March 21, 2024 - Music

Two songs on Adrianne Lenker’s Bright Future begin with the woosh of a tape machine settling into its correct speed. The players sometimes murmur among themselves as a song gets going or winds down; Lenker’s voice occasionally grows distant, as though she were turning away from the mic, then rises in volume as she leans forward again. At first blush, these audible moments of calibration signal a certain old-school authenticity. The Big Thief singer-songwriter cut her new album straight to tape, just like the last one, and it has the air of an unadulterated document of the music as it was performed in the studio.

Beneath the surface, these effects suggest a more complex relationship between the recording and the music, drawing attention to the artifice and happenstance of what we’re hearing. By demonstrating so explicitly that this is how the music sounded in this room, on this day, they’re also implying that it might have sounded quite different in another place, another time. The musicians play wispy outlines of folk rock, giving just as much attention to the negative spaces as the notes you actually hear. The aesthetic suits the material. Lenker’s songs find beauty in the attempt to give memory solid shape: to hold it in one’s palms like a wounded bird that sat still when the others flew away, and coax it with a sweet melody into sticking around a while longer. Bright Future is like an attempt to hold the memories of the songs themselves, to stop their wild wings from beating for a moment and get a good look before they vanish in the air.

For all the shaggy-dog presentation of her main band, Lenker often approaches her songs with disciplined attention to form and economy, but opener “Real House” is something different. Its chords float along without clear paths of tension and release; its lyrics are associative rather than linear. In the second verse, a surreal image stands in for feelings not yet addressed directly: “Stars shine like tears on the night’s face.” Eventually, the song reveals its subject as Lenker’s mother, and the fog of ambiguity around the preceding lyrics begins to clear. By the final lines, a devastating recounting of the first time Lenker saw her cry, we’ve moved wholly out of the spectral realm and into everyday heartbreak.

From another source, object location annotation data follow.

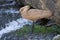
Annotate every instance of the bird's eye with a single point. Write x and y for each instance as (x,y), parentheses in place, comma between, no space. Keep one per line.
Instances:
(21,9)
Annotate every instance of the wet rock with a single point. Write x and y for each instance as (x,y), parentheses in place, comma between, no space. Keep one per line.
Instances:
(52,5)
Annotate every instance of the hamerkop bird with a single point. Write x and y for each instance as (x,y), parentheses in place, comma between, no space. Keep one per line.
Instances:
(34,14)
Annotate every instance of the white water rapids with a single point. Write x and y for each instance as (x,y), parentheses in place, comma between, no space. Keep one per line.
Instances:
(14,25)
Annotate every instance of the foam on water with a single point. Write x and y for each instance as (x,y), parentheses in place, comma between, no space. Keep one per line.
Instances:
(14,25)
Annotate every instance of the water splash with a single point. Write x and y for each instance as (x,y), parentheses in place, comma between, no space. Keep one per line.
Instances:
(14,25)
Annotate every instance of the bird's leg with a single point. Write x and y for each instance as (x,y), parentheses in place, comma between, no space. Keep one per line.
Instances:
(32,27)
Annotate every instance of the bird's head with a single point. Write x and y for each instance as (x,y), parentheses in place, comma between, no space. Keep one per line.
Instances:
(24,9)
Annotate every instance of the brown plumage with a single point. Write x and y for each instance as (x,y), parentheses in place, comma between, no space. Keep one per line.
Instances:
(34,14)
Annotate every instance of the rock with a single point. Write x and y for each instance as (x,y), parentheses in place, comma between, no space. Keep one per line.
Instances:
(52,5)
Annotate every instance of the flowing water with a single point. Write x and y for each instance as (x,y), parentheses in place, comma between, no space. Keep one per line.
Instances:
(9,17)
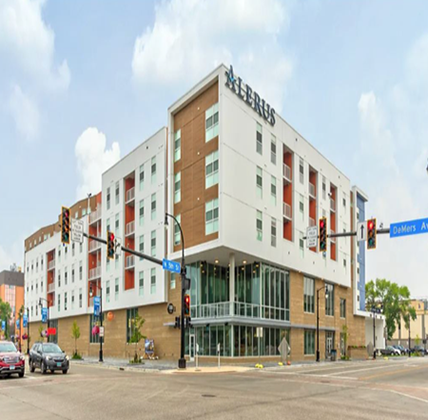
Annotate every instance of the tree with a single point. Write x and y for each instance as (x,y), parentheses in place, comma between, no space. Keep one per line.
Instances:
(136,324)
(75,333)
(395,300)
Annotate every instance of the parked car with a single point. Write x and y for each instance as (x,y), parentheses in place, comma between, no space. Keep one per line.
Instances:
(390,351)
(48,356)
(11,361)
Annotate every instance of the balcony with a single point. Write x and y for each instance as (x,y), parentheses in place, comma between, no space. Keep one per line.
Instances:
(129,262)
(312,192)
(286,172)
(130,195)
(95,216)
(286,208)
(130,228)
(94,273)
(51,265)
(94,246)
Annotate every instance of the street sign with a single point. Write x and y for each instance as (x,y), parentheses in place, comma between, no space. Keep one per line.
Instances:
(44,315)
(362,231)
(172,266)
(77,231)
(311,237)
(411,227)
(96,306)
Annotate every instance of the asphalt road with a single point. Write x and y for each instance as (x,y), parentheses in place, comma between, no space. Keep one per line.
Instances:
(392,389)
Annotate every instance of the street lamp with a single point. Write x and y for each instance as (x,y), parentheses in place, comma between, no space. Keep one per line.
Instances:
(182,360)
(91,293)
(325,288)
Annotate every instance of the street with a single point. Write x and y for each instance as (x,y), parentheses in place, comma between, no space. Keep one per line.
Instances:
(384,389)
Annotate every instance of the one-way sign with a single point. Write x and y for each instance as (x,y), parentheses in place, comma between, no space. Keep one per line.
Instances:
(362,231)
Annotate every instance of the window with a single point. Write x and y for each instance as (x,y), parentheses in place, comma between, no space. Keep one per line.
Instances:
(308,295)
(211,122)
(211,169)
(116,193)
(329,299)
(153,169)
(153,281)
(131,314)
(259,139)
(273,190)
(259,225)
(141,283)
(177,187)
(141,246)
(211,217)
(177,145)
(273,232)
(116,289)
(259,182)
(342,308)
(108,198)
(177,235)
(309,342)
(273,149)
(153,206)
(142,177)
(153,243)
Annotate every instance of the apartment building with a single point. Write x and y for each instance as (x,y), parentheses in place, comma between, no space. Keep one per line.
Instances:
(244,186)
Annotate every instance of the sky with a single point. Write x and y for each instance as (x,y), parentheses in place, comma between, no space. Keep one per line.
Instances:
(83,83)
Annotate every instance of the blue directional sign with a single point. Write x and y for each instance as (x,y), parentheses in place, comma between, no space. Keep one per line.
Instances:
(173,266)
(44,315)
(412,227)
(97,306)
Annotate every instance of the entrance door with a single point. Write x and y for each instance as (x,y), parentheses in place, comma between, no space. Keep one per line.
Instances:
(192,347)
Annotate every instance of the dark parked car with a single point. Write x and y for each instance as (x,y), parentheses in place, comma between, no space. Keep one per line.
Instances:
(11,361)
(48,356)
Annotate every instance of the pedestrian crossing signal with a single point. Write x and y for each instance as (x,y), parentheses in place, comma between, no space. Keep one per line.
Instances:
(371,234)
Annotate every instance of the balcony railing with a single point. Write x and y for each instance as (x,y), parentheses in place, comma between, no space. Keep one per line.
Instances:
(312,192)
(286,172)
(129,262)
(130,194)
(94,273)
(95,216)
(286,208)
(130,228)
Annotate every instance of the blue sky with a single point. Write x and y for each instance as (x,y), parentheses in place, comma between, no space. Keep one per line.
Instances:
(351,77)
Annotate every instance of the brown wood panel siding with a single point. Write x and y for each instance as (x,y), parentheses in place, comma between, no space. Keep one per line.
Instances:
(191,121)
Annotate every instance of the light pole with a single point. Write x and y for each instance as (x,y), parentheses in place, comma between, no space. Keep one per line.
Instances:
(91,293)
(318,318)
(182,360)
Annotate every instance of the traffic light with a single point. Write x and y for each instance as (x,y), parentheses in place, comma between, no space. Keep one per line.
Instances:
(186,305)
(65,225)
(110,245)
(371,234)
(323,234)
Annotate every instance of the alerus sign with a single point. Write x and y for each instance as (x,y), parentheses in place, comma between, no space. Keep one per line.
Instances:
(252,98)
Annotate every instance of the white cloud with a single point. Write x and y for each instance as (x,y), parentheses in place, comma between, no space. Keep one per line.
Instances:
(93,159)
(191,37)
(24,112)
(26,40)
(393,159)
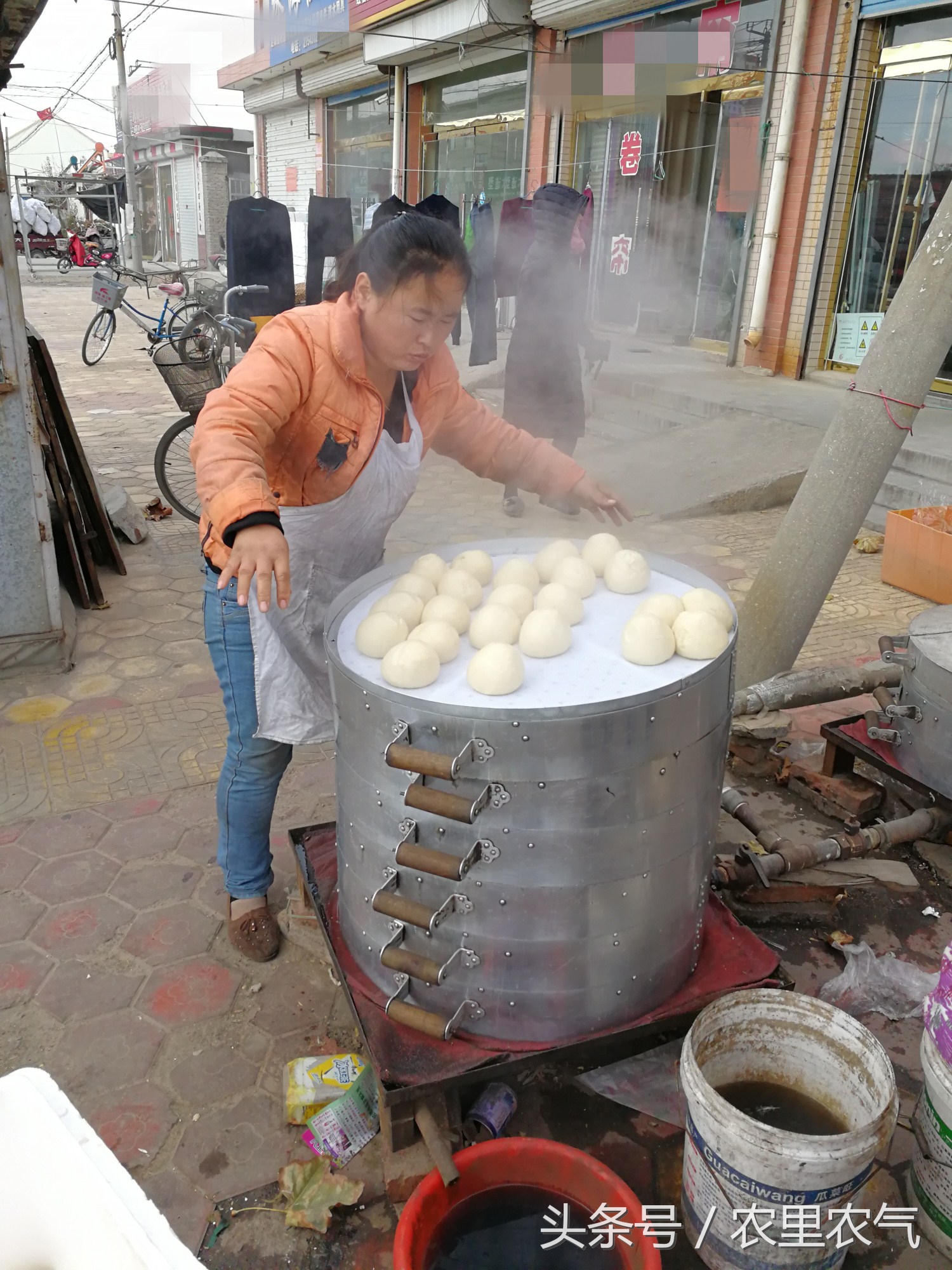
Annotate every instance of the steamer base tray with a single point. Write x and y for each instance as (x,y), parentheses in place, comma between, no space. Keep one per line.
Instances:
(411,1066)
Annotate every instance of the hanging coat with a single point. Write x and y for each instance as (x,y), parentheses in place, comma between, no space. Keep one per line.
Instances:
(516,234)
(442,210)
(544,391)
(331,232)
(261,255)
(482,294)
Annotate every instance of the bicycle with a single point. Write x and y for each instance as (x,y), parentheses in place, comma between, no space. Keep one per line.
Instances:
(110,295)
(191,379)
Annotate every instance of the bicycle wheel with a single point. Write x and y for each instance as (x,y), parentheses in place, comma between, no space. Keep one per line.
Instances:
(200,340)
(175,473)
(98,337)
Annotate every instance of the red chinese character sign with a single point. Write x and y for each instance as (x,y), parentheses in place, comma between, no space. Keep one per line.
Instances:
(630,154)
(620,260)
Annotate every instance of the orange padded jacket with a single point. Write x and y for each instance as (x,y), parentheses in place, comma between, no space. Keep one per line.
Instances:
(304,387)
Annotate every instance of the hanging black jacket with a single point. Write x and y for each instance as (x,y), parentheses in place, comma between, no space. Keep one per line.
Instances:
(482,295)
(258,233)
(544,369)
(442,210)
(331,232)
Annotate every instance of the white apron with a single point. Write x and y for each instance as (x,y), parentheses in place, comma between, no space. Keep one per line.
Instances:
(331,547)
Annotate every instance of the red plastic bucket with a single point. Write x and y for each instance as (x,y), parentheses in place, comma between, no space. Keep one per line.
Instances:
(565,1173)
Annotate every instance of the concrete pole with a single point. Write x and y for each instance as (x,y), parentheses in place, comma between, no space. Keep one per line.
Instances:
(134,242)
(852,462)
(397,177)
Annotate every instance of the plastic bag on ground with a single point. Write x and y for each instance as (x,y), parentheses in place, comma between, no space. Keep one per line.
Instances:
(648,1083)
(883,985)
(937,1009)
(312,1084)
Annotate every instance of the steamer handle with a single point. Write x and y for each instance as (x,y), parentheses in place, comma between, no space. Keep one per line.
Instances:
(449,806)
(421,1020)
(409,759)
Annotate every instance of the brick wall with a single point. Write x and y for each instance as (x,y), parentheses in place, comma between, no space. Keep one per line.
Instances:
(868,53)
(802,173)
(215,195)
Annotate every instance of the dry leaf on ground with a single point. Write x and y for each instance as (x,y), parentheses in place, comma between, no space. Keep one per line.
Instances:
(312,1192)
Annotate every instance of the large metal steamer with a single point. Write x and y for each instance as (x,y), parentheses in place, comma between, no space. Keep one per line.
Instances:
(520,871)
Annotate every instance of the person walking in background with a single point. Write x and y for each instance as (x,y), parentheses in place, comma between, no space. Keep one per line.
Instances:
(544,393)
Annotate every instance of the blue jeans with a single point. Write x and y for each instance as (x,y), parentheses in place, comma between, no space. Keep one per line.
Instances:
(253,766)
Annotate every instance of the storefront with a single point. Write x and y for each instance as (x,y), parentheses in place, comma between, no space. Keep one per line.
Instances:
(473,133)
(360,147)
(668,139)
(906,166)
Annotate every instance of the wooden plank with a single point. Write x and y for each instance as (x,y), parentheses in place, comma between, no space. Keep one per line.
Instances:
(82,531)
(103,545)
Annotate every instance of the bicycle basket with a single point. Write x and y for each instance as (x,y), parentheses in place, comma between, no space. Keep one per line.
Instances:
(209,293)
(107,293)
(188,383)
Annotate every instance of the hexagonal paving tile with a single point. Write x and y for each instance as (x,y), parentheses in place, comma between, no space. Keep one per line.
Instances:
(130,808)
(35,709)
(200,845)
(142,836)
(171,934)
(142,667)
(73,878)
(295,999)
(64,835)
(18,912)
(186,1208)
(237,1150)
(106,1053)
(155,885)
(79,991)
(22,971)
(76,929)
(16,867)
(216,1074)
(190,991)
(133,1123)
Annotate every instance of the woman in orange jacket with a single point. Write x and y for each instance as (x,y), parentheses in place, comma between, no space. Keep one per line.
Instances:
(304,460)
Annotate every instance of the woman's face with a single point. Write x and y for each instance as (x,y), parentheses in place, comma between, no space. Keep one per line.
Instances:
(406,327)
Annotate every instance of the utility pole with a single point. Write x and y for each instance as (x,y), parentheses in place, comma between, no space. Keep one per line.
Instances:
(852,463)
(134,242)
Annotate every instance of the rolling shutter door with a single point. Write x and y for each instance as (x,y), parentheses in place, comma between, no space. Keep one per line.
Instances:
(290,153)
(187,208)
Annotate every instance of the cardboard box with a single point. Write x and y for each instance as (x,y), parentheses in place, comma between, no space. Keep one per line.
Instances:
(918,558)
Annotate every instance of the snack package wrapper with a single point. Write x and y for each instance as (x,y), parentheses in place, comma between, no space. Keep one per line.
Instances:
(347,1126)
(312,1084)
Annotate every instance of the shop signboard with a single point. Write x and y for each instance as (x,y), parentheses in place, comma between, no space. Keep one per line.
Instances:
(620,256)
(630,154)
(288,29)
(717,35)
(369,13)
(854,336)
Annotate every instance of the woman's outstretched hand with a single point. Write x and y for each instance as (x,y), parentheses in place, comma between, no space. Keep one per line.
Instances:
(262,551)
(600,501)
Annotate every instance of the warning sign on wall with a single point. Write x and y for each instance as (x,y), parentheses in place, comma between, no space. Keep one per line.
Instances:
(620,257)
(855,333)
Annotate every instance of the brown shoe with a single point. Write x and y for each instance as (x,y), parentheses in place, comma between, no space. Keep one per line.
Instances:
(256,935)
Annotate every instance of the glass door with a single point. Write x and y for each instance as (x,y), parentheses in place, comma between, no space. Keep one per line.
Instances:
(906,170)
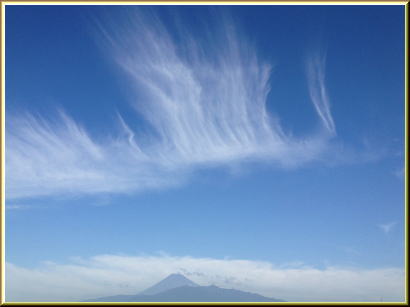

Lenker recorded Bright Future with accompaniment from Philip Weinrobe, her engineer and co-producer, as well as singer-songwriter and frequent Big Thief collaborator Mat Davidson, violinist and percussionist Josefin Runsteen, and alt-R&B auteur Nick Hakim. They did a lot of passing around instruments: The album’s basic palette is voice, guitar, piano, and violin, each of which is credited to at least two different performers at various points. (Runsteen and Lenker’s brother Noah also play occasional percussion.) The free-flowing and intuitive nature of the sessions is apparent in the recordings, which have the amiable looseness of first takes. You get the sense, sometimes, that they are figuring out a song’s ideal arrangement as they track it.